Pável Quevedo Ullauri
Chez Pável Quevedo Ullauri, l'intérêt naît de ce point de friction où le paysage andin cesse d'être une belle profondeur pour redevenir ce qu'il a toujours été au cinéma fantastique: un espace de mémoire, de solitude et de menace diffuse. Son travail semble comprendre que la montagne, les villages, les routes escarpées et les intérieurs modestes ne produisent pas seulement une couleur locale. Ils installent une cosmologie. Quelque chose y préexiste aux personnages, les regarde de plus haut qu'eux, les inscrit dans une temporalité moins docile que celle du présent.
Ce rapport au lieu nourrit une forme d'étrangeté très particulière. Le cinéma de Quevedo Ullauri ne paraît pas intéressé par le folklore comme signe touristique. Il l'aborde plutôt comme structure vécue, comme survivance active dans les comportements, les peurs, les tabous. C'est une distinction essentielle. Là où certains films se contentent d'importer une mythologie dans un récit standard, lui semble partir du principe que la communauté, le territoire et le récit surnaturel sont déjà mêlés.
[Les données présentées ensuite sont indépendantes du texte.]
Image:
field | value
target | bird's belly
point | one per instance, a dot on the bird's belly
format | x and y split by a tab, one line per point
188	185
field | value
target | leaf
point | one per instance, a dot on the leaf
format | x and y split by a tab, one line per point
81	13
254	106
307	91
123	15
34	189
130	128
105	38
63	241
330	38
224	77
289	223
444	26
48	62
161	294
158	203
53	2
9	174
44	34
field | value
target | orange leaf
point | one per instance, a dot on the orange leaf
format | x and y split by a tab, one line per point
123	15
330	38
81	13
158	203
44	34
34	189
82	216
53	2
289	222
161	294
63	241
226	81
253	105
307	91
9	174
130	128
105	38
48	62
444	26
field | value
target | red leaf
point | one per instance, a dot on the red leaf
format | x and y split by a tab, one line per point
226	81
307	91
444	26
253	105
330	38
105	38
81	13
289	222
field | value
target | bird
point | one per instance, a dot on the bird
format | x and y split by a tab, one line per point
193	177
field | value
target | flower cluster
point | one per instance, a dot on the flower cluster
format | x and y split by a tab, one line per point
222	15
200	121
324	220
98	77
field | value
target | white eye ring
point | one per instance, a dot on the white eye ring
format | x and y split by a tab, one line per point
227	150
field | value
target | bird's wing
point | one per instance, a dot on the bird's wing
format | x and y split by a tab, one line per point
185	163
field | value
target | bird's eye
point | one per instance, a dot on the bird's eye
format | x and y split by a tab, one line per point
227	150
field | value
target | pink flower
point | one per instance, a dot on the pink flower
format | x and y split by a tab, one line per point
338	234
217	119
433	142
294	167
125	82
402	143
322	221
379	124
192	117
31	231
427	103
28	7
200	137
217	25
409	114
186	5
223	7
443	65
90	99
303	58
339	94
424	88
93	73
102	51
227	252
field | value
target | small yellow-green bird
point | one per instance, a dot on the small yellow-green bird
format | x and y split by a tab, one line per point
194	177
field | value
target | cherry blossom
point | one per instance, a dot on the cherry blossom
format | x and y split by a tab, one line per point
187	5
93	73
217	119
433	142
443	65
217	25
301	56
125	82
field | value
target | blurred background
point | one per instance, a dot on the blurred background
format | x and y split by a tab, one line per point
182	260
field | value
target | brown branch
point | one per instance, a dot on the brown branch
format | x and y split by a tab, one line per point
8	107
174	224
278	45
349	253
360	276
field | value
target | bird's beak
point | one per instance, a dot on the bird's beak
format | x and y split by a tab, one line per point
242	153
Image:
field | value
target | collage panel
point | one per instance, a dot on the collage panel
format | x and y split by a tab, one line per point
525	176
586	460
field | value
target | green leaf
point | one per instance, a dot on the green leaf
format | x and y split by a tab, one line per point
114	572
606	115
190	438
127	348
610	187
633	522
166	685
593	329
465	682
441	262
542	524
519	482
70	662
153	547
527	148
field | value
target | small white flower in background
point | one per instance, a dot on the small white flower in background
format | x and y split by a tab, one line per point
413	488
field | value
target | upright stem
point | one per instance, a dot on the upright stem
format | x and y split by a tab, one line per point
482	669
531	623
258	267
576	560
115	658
Le fantastique ne s'ajoute pas au monde social. Il en fait partie.
Dans cette perspective, son œuvre trouve naturellement sa place dans le folk-horror contemporain, mais un folk horror déplacé vers l'espace andin, avec ce que cela implique de verticalité, de silence et d'épaisseur rituelle. Le danger ne vient pas seulement d'une créature ou d'une croyance particulière. Il vient d'un déséquilibre entre celui qui arrive, ou celui qui doute, et un ordre local plus ancien que lui. Cette logique a l'avantage d'ancrer la peur dans un territoire précis au lieu de la dissoudre dans le symbole vague.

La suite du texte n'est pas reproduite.